As the performance of computers increases, theoretical methods continue to improve the prediction and rationalization, not only of gas-phase molecular structures, but also of molecular dynamics and chemical kinetics of complex systems. With our newly-designed supercomputer cluster we are now poised to explore ultrafast non-equilibrium dynamics of complex energy landscapes pertinent to physical, chemical, and biological processes. The structure interconversions which involve multiple degrees of freedom, such as conformational changes in biological macromolecules, can now be modeled (see abstracts below), and the ensemble convergence can be achieved at increasingly longer time scales.
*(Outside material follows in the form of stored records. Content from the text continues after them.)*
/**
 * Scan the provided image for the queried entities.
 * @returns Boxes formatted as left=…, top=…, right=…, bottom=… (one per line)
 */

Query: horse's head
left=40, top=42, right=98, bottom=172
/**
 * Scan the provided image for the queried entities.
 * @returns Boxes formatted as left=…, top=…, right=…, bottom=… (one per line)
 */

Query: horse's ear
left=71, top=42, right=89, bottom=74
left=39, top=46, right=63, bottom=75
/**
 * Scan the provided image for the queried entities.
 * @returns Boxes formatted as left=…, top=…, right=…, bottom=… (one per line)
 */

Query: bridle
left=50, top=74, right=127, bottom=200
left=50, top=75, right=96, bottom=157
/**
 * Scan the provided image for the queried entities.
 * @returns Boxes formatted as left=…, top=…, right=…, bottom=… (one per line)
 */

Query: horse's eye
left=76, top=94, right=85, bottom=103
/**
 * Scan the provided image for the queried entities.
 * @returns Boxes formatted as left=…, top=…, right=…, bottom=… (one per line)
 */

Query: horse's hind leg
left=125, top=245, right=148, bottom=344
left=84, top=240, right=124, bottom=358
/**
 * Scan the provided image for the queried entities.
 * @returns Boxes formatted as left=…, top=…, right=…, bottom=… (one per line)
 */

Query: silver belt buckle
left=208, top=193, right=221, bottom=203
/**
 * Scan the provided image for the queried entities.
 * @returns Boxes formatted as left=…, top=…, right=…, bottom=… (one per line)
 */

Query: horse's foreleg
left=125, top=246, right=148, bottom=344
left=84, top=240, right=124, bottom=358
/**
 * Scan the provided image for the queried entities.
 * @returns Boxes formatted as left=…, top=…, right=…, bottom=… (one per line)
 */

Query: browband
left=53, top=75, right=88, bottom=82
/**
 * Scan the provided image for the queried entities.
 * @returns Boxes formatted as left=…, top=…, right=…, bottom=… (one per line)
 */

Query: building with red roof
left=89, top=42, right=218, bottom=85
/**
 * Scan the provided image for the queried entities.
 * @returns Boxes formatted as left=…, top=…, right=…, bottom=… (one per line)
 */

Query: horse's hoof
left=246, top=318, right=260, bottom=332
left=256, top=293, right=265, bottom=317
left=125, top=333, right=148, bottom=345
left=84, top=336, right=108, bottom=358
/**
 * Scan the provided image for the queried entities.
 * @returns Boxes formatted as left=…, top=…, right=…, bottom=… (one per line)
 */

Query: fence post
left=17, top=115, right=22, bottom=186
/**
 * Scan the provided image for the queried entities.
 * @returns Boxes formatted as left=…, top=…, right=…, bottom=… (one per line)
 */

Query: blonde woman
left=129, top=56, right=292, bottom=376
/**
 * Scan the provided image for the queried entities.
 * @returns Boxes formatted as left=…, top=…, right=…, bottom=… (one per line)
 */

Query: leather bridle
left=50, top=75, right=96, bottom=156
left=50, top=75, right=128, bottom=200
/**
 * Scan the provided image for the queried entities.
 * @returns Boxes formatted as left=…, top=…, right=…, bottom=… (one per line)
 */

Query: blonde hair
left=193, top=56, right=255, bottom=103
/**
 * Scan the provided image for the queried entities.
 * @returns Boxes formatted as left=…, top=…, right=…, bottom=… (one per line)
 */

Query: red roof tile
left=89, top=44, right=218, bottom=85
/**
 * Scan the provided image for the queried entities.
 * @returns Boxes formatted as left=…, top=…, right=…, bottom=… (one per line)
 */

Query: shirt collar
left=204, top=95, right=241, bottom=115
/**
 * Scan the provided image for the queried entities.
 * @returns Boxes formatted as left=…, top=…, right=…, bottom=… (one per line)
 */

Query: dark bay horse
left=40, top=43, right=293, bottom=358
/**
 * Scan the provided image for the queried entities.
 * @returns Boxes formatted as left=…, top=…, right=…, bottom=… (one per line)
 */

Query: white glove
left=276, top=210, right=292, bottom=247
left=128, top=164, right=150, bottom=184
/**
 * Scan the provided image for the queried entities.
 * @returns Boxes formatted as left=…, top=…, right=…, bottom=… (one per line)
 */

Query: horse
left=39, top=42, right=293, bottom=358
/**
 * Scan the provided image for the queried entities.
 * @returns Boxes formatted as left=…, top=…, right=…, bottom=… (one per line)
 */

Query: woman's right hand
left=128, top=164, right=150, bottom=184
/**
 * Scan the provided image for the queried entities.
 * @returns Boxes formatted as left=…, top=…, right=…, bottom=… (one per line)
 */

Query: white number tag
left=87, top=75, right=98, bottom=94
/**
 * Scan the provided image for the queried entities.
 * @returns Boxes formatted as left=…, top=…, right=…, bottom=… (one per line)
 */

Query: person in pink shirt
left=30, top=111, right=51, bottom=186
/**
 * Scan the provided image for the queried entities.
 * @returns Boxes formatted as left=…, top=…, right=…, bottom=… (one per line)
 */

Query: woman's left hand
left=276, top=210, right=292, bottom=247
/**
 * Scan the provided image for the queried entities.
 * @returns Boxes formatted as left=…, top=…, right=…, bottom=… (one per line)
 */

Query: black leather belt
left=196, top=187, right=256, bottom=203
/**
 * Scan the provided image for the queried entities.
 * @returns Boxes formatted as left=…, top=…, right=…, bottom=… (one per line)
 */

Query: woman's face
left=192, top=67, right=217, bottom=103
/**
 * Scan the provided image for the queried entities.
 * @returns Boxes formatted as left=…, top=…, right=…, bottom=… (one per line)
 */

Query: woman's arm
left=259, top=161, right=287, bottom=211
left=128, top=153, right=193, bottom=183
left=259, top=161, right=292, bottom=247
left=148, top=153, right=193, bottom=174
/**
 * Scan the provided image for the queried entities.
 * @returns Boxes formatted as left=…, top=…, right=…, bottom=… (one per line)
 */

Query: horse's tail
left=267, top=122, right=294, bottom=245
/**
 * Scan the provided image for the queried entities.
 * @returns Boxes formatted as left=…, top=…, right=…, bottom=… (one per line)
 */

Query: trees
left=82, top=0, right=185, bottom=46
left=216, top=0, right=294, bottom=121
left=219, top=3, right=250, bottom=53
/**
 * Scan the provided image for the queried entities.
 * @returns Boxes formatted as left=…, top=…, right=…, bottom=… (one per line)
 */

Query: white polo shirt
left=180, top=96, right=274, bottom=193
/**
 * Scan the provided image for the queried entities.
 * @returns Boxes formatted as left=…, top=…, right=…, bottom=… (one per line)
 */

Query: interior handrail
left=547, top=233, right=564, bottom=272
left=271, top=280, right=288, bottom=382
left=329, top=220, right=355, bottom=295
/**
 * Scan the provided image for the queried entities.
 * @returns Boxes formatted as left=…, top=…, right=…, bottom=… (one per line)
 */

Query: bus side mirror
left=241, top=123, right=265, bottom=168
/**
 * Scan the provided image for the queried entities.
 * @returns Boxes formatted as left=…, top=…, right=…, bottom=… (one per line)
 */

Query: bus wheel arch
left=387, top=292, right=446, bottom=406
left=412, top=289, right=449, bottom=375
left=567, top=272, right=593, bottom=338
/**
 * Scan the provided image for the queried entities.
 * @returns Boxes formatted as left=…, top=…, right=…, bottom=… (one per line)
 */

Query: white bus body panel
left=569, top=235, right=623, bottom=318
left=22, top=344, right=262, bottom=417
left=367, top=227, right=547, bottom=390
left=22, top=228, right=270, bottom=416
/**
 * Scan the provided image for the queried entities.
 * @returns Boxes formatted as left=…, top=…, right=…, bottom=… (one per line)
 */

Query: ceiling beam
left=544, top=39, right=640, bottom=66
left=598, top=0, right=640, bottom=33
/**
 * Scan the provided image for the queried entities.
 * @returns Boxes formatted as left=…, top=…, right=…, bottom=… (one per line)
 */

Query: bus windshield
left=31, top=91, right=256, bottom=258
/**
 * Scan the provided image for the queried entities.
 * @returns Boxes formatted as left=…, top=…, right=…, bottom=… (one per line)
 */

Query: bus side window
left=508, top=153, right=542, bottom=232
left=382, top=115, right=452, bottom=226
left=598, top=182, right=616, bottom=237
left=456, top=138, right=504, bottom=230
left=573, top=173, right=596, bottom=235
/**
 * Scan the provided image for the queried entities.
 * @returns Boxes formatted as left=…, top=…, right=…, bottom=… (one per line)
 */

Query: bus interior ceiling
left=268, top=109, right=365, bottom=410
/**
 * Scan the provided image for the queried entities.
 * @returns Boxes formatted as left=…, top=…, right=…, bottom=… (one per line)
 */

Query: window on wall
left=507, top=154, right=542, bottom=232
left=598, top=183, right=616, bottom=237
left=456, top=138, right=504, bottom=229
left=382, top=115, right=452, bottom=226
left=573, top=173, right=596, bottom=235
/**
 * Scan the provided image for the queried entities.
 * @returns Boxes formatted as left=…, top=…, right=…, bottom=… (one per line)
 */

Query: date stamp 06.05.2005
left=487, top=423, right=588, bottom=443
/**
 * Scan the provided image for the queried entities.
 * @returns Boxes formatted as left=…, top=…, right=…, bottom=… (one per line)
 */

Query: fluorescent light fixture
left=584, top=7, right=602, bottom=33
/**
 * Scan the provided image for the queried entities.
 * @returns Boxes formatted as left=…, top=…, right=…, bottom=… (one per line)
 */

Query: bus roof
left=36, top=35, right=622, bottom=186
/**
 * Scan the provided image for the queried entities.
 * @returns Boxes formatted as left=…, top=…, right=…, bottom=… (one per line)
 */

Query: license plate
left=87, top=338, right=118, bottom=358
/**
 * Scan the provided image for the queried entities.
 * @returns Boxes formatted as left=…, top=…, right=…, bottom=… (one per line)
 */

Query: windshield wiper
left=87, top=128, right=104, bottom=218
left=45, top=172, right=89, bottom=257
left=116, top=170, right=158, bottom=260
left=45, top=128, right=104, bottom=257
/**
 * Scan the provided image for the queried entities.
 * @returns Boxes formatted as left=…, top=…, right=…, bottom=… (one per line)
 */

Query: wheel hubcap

Beowulf supercomputer cluster at our laboratory currently features 32 dual quad-core E5345 Intel Xeon compute nodes (Dell Power Edge 1950/2950), 12 GB RAM/node, ~20 TB of network-attached disk storage, an LTO-3 tape library for easy backups, and a 1 GigE interconnection mesh [PPS handout]. Linux-based software structure of the cluster provides an efficient control of system resources which facilitates both distributed and parallel calculations. System health and functionality are maintained and constantly monitored by HPC crew of Caltech's IMSS. Hardware framework of the cluster can be easily expanded to accommodate up to four 42U racks fully loaded with computer equipment.